Leetcode 121 - Best Time to Buy and Sell Stock

This problem is about finding the maximum possible profit, where each element represents the price of a stock on a given day. You are allowed to complete only one transaction - buy once and sell once.

Problem Statement

Find the full problem statement of this Leetcode problem: link

• Given: an array prices
• Goal: Return the maximum profit

Thought Process

Initially, it felt like a simple two-pointer problem: one pointer for tracking minimum price, another for maximum price. Even though this approach seemed promising at first, I will discuss why it fails and walk through a case it does not handle properly.

profit = 0
min_price = 10000
max_price = -1
for price in prices:
    if min_price > price:
        min_price = price
    elif max_price <= price:
        max_price = price
        profit = max(profit, max_price - min_price)

return profit

The above is the code I came up with at first. This idea worked for the examples given in the problem statement, but failed for a lot of cases I overlooked. The profit is calculated only in the elif statement, to make sure a transaction occurs only after a purchase. This code has a serious pitfall: it only accounts for the global maximum and therefore fails to capture possible local maximum profits.

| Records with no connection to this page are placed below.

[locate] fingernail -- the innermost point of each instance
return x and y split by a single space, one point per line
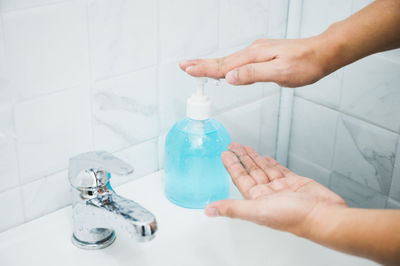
231 76
211 212
189 68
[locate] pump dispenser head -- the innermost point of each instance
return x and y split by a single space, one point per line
198 106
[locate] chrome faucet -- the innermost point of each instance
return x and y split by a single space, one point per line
97 211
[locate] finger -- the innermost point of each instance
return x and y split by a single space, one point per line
185 64
240 209
219 67
240 177
261 191
282 168
269 169
251 167
253 72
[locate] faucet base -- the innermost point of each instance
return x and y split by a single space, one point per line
94 245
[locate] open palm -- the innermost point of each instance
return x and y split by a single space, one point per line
274 196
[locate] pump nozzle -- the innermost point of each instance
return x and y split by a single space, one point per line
198 106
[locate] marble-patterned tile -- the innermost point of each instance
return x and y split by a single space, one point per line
277 18
143 158
125 110
187 28
3 60
123 35
318 15
8 5
244 124
242 21
269 124
8 95
175 87
51 129
309 169
392 204
326 91
313 132
356 194
47 48
395 186
365 153
46 195
12 208
8 156
371 91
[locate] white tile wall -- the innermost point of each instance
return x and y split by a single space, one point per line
46 195
355 194
277 21
11 206
8 5
242 21
187 28
8 156
46 48
309 169
313 132
51 129
78 75
269 125
125 110
395 186
318 15
365 153
365 97
371 91
143 158
123 35
243 124
326 91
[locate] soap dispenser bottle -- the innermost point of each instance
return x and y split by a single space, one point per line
194 173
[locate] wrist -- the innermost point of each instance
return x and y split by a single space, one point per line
322 221
329 48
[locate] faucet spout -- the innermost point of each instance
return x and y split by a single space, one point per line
98 211
126 215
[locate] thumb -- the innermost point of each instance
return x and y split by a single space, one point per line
251 73
241 209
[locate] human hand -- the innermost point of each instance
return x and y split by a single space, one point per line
274 196
289 63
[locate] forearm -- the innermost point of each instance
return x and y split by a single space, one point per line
374 234
375 28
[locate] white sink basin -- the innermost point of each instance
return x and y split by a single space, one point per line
185 237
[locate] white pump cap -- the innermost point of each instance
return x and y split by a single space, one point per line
198 106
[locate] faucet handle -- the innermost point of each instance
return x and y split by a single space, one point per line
91 170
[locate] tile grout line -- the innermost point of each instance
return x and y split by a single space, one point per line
27 8
338 119
158 100
91 80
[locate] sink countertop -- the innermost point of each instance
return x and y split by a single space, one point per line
184 237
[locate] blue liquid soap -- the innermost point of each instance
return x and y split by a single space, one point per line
194 173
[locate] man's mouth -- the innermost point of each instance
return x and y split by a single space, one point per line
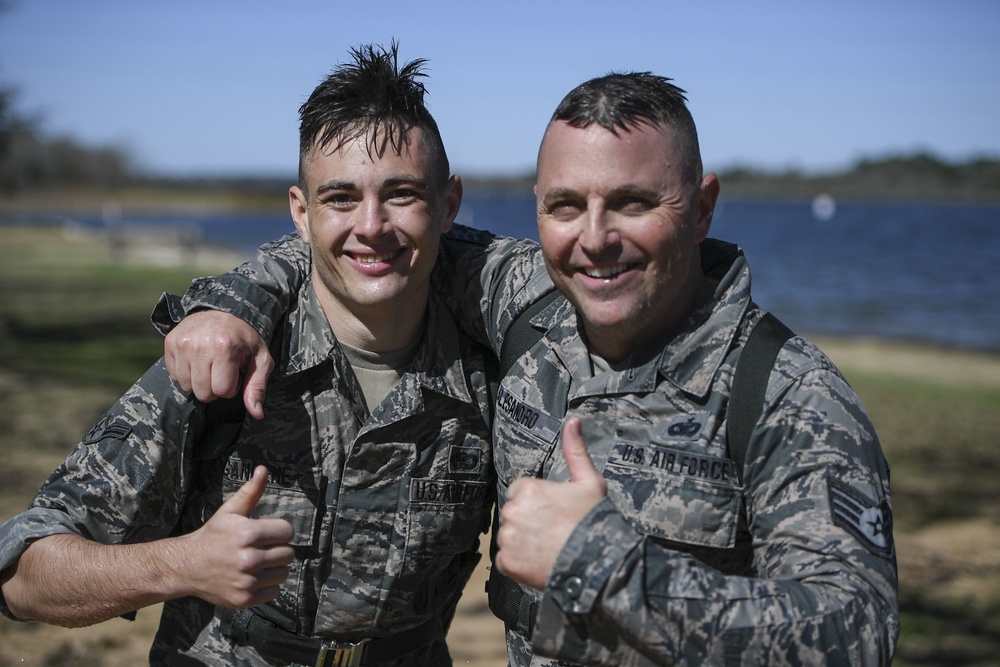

Consider the following example: [3, 3, 5, 0, 0, 3, 1, 4]

In this case, the local maximum is 5 at the index 2, however, the maximum profit is found at the index 7. This made me realize I needed to shift my perspective from a two-pointer approach to DP for a better solution.

Key Insight

It’s important to remember that we are not looking for a global maximum price. Instead, after locking in a minimum purchase price, we are looking for the local maximum profit we can achieve afterwards. The strategy to track the minimum price so far still stands, however, the best profit should be computed at each point. Even though there’s no explicit DP table, the idea is actually dynamic programming because we store the previous state and update the optimal result at each step based on that state. This results in a space-optimized O(1) solution.

In short, we are:

• memorizing the lowest price as we move through the array,
• using it to calculate the maximum profit locally

Final Solution

class Solution:
    def maxProfit(self, prices: List[int]) -> int:
        profit = 0
        min_price = 10000

        for price in prices:
            if min_price > price:
                min_price = price
                continue
            profit = max(profit, price - min_price)

        return profit

continue has been added under the if statement to ensure a calculation of the profit occurs after a purchase, but it could be omitted as it won’t influence the output. Although it’s labeled as an “Easy” problem, thinking about it in terms of dynamic programming helped me understand DP more intuitively.